The web giants’ disinformation campaign
John Hinds
President and CEO of News Media Canada
Last fall, Canada’s local news publishers came together to urge the federal government – and MPs of all parties – to join with democracies around the world in fighting the monopoly positions of Google and Facebook.
News Media Canada, which represents the digital and print media industry in Quebec and elsewhere in Canada, outlined a list of actions to counter the stranglehold of these foreign web giants, which deny local newspapers the revenues that pay for real journalism, in a report entitled “Levelling the Digital Playing Field.”
Since then, Google and Facebook, already in hot water for problems with spreading disinformation on their platforms, have responded with some disinformation of their own.
Google’s misleading omissions
The latest illustration is a letter sent by Google to every MP in Ottawa as part of a high-priced global lobby campaign. As the American company seeks to fight all restraints on its wealth and power, the letter contains statements and claims that are as important for what they omit as what they purport.
Contrary to Google’s claims that “Not all publishers agree with News Media Canada,” we point out that our group represents the publishers of the daily, regional, community and ethnocultural news publications that account for more than 90 per cent of news media readership in Canada.
Google claims that it did not cause “the disruption of the newspaper business model,” implying that what it dismissively refers to as “legacy media” have not kept up with changing technology. In fact, Canadian newspaper publishers, large and small, have been in the forefront of adapting to the digital world, rapidly developing products for their readers tailored to the various digital platforms available on the market.
Google also states that it “does not earn meaningful revenues from news.” We will leave it to you to decide what constitutes “meaningful revenues” for a company that earned more than C$200 billion in revenues in 2019.
Google also neglects to acknowledge that it and Facebook combined collect 80 per cent of all online advertising revenues in Canada.
Google’s omissions of facts in its letter are deliberate – and deliberately misleading. For example, it states that it “does not set ad prices… (they) are driven by real time auctions.” In fact, Google uses its immense size and wealth and its uncontested market domination to control every step of buying and selling digital advertising and thus lay claim to the lion’s share of all advertising.
Since 2001, Google has aggressively acquired digital display advertising technology companies that posed any threat. Google technology now powers the ad systems used to display ads on publisher websites; is used to offer those placements to the market for purchase (bidding), is the base for bidding on the placement of those ads; and is used for targeting consumers and tracking how those ads perform.
Google is the auction, the auctioneer, the product, the buyer and the seller.
Putting an end to the abuse of power
The rejection of Google’s abuse of power is growing in democracies around the world. Australia is taking decisive action to ensure a fair online market for media in that country. We believe – given our similar legal and federal political systems – that same approach should be adopted by the Government of Canada. That is the key recommendation of our report. It requires no government funding or new or increased taxes or user fees.
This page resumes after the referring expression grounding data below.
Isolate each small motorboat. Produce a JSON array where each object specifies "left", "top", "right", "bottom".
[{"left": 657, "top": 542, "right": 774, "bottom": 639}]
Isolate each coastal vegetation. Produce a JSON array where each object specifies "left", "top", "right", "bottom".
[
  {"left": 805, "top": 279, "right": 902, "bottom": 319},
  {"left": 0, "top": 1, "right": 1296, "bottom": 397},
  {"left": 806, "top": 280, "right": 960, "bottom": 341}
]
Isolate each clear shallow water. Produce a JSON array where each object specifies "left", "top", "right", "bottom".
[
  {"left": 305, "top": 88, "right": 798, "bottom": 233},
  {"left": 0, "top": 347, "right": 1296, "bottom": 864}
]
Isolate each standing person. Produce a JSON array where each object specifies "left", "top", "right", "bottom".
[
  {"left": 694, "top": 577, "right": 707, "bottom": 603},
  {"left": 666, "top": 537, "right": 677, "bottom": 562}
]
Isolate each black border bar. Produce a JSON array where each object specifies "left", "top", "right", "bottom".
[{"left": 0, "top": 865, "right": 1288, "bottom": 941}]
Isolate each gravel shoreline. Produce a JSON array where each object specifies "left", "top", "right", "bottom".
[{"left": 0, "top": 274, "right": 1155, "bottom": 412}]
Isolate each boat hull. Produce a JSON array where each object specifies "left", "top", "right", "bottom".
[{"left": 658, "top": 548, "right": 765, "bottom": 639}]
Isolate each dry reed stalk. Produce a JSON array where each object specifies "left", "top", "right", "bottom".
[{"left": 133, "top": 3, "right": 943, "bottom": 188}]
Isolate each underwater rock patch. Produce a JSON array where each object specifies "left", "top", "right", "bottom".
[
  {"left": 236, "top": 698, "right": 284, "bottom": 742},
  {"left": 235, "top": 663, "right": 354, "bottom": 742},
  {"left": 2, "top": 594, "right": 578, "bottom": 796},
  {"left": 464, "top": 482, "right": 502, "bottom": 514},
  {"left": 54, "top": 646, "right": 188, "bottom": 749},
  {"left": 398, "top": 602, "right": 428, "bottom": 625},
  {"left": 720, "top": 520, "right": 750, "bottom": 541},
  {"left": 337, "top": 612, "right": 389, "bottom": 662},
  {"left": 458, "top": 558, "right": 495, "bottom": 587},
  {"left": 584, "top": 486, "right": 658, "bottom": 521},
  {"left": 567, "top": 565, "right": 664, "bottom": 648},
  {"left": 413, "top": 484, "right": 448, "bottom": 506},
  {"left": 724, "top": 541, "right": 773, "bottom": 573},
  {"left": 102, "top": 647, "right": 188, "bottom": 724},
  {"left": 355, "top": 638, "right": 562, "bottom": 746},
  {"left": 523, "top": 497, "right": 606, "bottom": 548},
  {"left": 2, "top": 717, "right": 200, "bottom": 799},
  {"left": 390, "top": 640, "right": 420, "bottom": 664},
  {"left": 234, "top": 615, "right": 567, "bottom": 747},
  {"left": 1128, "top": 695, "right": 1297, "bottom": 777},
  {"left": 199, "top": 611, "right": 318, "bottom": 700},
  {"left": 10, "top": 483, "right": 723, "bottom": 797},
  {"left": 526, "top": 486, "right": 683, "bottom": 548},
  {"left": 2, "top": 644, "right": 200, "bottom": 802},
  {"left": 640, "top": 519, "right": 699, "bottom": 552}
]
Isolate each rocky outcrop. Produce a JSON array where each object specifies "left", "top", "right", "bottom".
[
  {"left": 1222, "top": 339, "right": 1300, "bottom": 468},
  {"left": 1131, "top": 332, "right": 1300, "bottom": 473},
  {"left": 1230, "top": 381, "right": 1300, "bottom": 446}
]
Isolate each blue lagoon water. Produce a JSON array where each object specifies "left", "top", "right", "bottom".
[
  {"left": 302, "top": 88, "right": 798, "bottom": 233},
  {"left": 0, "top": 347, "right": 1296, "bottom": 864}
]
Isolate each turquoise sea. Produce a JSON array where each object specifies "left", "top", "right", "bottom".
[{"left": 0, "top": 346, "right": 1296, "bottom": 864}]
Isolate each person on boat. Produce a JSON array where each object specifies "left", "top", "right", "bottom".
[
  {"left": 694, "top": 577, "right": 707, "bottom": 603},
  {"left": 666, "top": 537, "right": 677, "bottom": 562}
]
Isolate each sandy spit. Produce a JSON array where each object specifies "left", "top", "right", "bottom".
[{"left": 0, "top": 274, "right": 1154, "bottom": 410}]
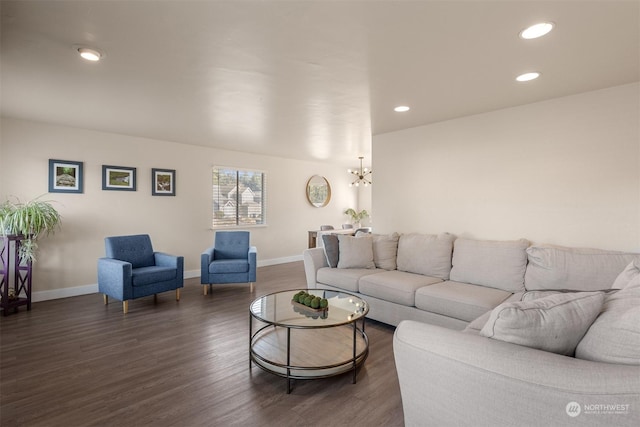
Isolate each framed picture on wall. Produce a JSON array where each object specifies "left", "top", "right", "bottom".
[
  {"left": 102, "top": 165, "right": 136, "bottom": 191},
  {"left": 152, "top": 168, "right": 176, "bottom": 196},
  {"left": 48, "top": 159, "right": 84, "bottom": 193}
]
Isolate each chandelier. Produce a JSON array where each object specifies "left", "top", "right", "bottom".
[{"left": 348, "top": 156, "right": 372, "bottom": 187}]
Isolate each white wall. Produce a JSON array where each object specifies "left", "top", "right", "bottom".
[
  {"left": 0, "top": 117, "right": 356, "bottom": 298},
  {"left": 373, "top": 83, "right": 640, "bottom": 252}
]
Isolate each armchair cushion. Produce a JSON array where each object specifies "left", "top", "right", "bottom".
[
  {"left": 209, "top": 259, "right": 250, "bottom": 274},
  {"left": 213, "top": 232, "right": 251, "bottom": 259},
  {"left": 132, "top": 266, "right": 178, "bottom": 287},
  {"left": 105, "top": 234, "right": 155, "bottom": 268}
]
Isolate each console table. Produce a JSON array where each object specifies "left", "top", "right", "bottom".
[
  {"left": 1, "top": 235, "right": 33, "bottom": 316},
  {"left": 308, "top": 229, "right": 356, "bottom": 248}
]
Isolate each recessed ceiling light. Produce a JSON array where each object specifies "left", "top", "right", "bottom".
[
  {"left": 520, "top": 22, "right": 554, "bottom": 39},
  {"left": 77, "top": 47, "right": 103, "bottom": 61},
  {"left": 394, "top": 106, "right": 410, "bottom": 112},
  {"left": 516, "top": 72, "right": 540, "bottom": 82}
]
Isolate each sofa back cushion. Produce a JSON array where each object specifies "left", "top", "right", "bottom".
[
  {"left": 396, "top": 233, "right": 455, "bottom": 279},
  {"left": 322, "top": 234, "right": 340, "bottom": 268},
  {"left": 480, "top": 291, "right": 605, "bottom": 356},
  {"left": 450, "top": 238, "right": 529, "bottom": 293},
  {"left": 575, "top": 276, "right": 640, "bottom": 365},
  {"left": 524, "top": 245, "right": 640, "bottom": 291},
  {"left": 612, "top": 260, "right": 640, "bottom": 289},
  {"left": 337, "top": 235, "right": 375, "bottom": 269},
  {"left": 372, "top": 233, "right": 400, "bottom": 270}
]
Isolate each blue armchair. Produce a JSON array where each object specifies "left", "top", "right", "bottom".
[
  {"left": 201, "top": 231, "right": 257, "bottom": 295},
  {"left": 98, "top": 234, "right": 184, "bottom": 313}
]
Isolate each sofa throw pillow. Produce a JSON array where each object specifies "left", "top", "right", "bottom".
[
  {"left": 480, "top": 292, "right": 605, "bottom": 356},
  {"left": 524, "top": 245, "right": 640, "bottom": 291},
  {"left": 575, "top": 276, "right": 640, "bottom": 365},
  {"left": 322, "top": 234, "right": 339, "bottom": 268},
  {"left": 450, "top": 238, "right": 529, "bottom": 293},
  {"left": 337, "top": 235, "right": 375, "bottom": 269},
  {"left": 372, "top": 233, "right": 400, "bottom": 270},
  {"left": 612, "top": 260, "right": 640, "bottom": 289},
  {"left": 396, "top": 233, "right": 455, "bottom": 279}
]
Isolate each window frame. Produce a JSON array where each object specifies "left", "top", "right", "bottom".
[{"left": 212, "top": 166, "right": 266, "bottom": 228}]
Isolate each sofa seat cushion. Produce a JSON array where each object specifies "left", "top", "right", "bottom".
[
  {"left": 359, "top": 270, "right": 443, "bottom": 307},
  {"left": 415, "top": 280, "right": 513, "bottom": 322},
  {"left": 316, "top": 267, "right": 382, "bottom": 293},
  {"left": 524, "top": 245, "right": 640, "bottom": 291},
  {"left": 209, "top": 259, "right": 249, "bottom": 274},
  {"left": 450, "top": 238, "right": 529, "bottom": 293},
  {"left": 132, "top": 266, "right": 177, "bottom": 287}
]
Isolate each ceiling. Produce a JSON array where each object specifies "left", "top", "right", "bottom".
[{"left": 1, "top": 1, "right": 638, "bottom": 166}]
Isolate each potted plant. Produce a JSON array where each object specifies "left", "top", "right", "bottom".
[
  {"left": 343, "top": 208, "right": 369, "bottom": 228},
  {"left": 0, "top": 196, "right": 62, "bottom": 262}
]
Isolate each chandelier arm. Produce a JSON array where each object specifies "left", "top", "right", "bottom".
[{"left": 348, "top": 156, "right": 372, "bottom": 186}]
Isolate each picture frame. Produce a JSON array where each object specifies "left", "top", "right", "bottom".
[
  {"left": 49, "top": 159, "right": 84, "bottom": 193},
  {"left": 306, "top": 175, "right": 331, "bottom": 207},
  {"left": 152, "top": 168, "right": 176, "bottom": 196},
  {"left": 102, "top": 165, "right": 136, "bottom": 191}
]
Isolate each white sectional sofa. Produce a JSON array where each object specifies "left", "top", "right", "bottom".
[
  {"left": 305, "top": 233, "right": 534, "bottom": 329},
  {"left": 302, "top": 232, "right": 640, "bottom": 426}
]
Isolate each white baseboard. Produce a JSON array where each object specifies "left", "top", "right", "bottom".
[
  {"left": 31, "top": 256, "right": 303, "bottom": 302},
  {"left": 32, "top": 283, "right": 99, "bottom": 302},
  {"left": 258, "top": 254, "right": 303, "bottom": 267}
]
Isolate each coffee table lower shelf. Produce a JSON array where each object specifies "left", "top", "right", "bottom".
[{"left": 250, "top": 324, "right": 369, "bottom": 392}]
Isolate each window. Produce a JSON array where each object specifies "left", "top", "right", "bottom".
[{"left": 212, "top": 167, "right": 266, "bottom": 227}]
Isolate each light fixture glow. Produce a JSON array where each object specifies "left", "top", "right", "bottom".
[
  {"left": 520, "top": 22, "right": 554, "bottom": 40},
  {"left": 394, "top": 106, "right": 410, "bottom": 112},
  {"left": 516, "top": 72, "right": 540, "bottom": 82},
  {"left": 348, "top": 156, "right": 372, "bottom": 187},
  {"left": 78, "top": 47, "right": 102, "bottom": 61}
]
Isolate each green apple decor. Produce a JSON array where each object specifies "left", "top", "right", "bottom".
[{"left": 292, "top": 291, "right": 328, "bottom": 312}]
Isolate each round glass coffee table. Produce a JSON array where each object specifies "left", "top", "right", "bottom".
[{"left": 249, "top": 289, "right": 369, "bottom": 393}]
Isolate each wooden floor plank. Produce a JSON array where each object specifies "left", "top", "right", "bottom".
[{"left": 0, "top": 261, "right": 404, "bottom": 427}]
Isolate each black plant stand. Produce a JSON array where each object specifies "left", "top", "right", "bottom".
[{"left": 0, "top": 235, "right": 33, "bottom": 316}]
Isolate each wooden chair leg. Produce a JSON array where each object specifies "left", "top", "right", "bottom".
[
  {"left": 250, "top": 282, "right": 254, "bottom": 292},
  {"left": 123, "top": 300, "right": 129, "bottom": 314},
  {"left": 154, "top": 294, "right": 158, "bottom": 303},
  {"left": 176, "top": 288, "right": 180, "bottom": 301},
  {"left": 103, "top": 294, "right": 108, "bottom": 305},
  {"left": 203, "top": 284, "right": 208, "bottom": 295}
]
All it requires is for our MPs to quickly exercise their responsibilities to protect Canadians and Canadian businesses from the predatory and destructive practice of this powerful monopoly and thus ensure fair competition.
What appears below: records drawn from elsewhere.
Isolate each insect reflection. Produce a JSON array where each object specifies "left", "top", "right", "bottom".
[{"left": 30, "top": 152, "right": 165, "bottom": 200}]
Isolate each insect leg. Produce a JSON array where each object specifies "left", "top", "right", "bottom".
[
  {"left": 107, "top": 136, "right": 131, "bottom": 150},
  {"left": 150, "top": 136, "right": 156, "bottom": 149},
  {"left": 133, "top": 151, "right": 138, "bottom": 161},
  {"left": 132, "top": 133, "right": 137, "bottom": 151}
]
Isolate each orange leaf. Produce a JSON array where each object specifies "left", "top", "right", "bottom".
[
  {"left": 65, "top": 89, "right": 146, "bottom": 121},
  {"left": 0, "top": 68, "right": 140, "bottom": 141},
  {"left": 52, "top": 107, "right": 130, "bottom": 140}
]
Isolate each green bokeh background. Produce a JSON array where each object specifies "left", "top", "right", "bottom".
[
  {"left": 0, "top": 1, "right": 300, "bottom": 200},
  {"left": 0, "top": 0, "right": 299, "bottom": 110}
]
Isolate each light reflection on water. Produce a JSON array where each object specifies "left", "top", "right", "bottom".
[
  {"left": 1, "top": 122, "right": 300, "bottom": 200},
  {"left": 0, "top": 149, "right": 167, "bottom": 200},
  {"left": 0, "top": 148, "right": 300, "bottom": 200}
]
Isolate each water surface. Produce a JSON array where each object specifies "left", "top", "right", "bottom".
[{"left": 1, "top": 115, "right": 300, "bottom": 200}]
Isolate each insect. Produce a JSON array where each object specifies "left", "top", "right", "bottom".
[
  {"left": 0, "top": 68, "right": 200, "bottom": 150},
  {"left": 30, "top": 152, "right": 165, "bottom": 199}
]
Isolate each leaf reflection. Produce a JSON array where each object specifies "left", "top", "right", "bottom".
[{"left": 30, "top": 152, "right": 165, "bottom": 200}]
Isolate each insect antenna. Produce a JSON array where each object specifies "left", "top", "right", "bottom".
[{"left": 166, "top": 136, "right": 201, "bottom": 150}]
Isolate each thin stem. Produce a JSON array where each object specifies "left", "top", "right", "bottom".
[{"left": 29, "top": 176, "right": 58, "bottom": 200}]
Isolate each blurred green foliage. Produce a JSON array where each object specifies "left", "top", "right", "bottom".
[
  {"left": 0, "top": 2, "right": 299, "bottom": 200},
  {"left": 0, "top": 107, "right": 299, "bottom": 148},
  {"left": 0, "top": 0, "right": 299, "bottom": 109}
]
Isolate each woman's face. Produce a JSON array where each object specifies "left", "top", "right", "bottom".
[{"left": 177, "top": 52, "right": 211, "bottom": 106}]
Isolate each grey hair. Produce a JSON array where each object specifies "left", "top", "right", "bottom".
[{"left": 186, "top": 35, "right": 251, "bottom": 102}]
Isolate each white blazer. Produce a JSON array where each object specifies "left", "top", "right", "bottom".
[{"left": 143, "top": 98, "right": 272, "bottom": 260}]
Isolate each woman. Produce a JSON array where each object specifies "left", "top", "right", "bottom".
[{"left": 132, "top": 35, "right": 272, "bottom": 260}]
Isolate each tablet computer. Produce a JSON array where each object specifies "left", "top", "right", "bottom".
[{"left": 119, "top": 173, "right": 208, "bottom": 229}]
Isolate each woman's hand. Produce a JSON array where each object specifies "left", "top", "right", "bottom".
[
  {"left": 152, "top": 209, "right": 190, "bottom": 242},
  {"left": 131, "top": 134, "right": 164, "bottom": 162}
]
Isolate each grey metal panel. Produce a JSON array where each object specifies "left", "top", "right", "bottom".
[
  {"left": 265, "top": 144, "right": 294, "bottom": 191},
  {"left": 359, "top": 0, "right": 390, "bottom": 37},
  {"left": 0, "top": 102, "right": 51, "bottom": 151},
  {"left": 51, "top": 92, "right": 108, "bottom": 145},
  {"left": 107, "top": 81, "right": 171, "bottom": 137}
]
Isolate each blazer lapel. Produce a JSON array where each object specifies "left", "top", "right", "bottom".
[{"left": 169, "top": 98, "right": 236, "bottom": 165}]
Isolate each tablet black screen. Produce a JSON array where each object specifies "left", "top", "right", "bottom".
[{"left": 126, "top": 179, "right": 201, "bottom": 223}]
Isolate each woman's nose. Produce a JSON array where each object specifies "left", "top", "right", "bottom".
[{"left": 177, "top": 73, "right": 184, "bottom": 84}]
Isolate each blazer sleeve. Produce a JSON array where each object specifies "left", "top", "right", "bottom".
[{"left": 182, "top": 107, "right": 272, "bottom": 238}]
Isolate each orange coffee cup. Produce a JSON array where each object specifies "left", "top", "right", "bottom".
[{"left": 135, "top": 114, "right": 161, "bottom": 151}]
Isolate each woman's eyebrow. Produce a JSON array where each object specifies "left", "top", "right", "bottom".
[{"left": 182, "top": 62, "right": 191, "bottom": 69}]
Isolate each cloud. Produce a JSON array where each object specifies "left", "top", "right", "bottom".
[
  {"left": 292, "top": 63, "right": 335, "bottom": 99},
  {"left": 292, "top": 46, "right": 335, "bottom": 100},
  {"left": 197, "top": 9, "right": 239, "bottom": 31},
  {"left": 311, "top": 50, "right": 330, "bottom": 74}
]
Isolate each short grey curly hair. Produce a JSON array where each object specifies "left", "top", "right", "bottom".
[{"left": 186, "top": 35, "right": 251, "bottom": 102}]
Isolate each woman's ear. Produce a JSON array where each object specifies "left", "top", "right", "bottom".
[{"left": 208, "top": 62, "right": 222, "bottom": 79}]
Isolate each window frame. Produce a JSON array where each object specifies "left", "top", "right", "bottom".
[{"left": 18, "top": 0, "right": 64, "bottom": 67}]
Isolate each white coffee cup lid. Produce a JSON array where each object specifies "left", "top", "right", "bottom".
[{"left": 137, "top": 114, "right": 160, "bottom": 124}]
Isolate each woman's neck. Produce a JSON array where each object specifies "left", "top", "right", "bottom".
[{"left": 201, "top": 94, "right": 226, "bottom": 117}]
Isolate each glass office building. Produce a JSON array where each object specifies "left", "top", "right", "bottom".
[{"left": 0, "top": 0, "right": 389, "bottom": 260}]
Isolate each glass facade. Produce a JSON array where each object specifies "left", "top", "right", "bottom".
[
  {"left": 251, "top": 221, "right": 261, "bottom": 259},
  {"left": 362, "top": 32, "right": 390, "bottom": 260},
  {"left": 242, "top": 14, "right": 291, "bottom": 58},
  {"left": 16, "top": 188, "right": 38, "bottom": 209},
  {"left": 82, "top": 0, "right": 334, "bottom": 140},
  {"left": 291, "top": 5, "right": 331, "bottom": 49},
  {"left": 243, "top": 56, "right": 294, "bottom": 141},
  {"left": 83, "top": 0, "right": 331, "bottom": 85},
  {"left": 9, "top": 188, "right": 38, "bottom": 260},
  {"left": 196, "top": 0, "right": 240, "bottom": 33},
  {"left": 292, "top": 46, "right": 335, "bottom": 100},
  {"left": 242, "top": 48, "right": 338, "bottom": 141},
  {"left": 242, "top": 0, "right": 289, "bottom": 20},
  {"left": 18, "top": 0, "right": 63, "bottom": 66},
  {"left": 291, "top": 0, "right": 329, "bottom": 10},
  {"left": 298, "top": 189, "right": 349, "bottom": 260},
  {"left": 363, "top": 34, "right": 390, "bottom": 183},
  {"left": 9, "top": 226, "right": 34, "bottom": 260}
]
As media publishers in Canada and Quebec, we will continue to champion the interests of local news and the communities we serve. We will continue to fight for women and men in newsrooms across Canada. Real journalists, reporting real news and using new, innovative ways of reaching their readers.
We hope that by taking the legislative action we outlined in our report, MPs from all parties and all regions of Quebec and Canada will stand with us.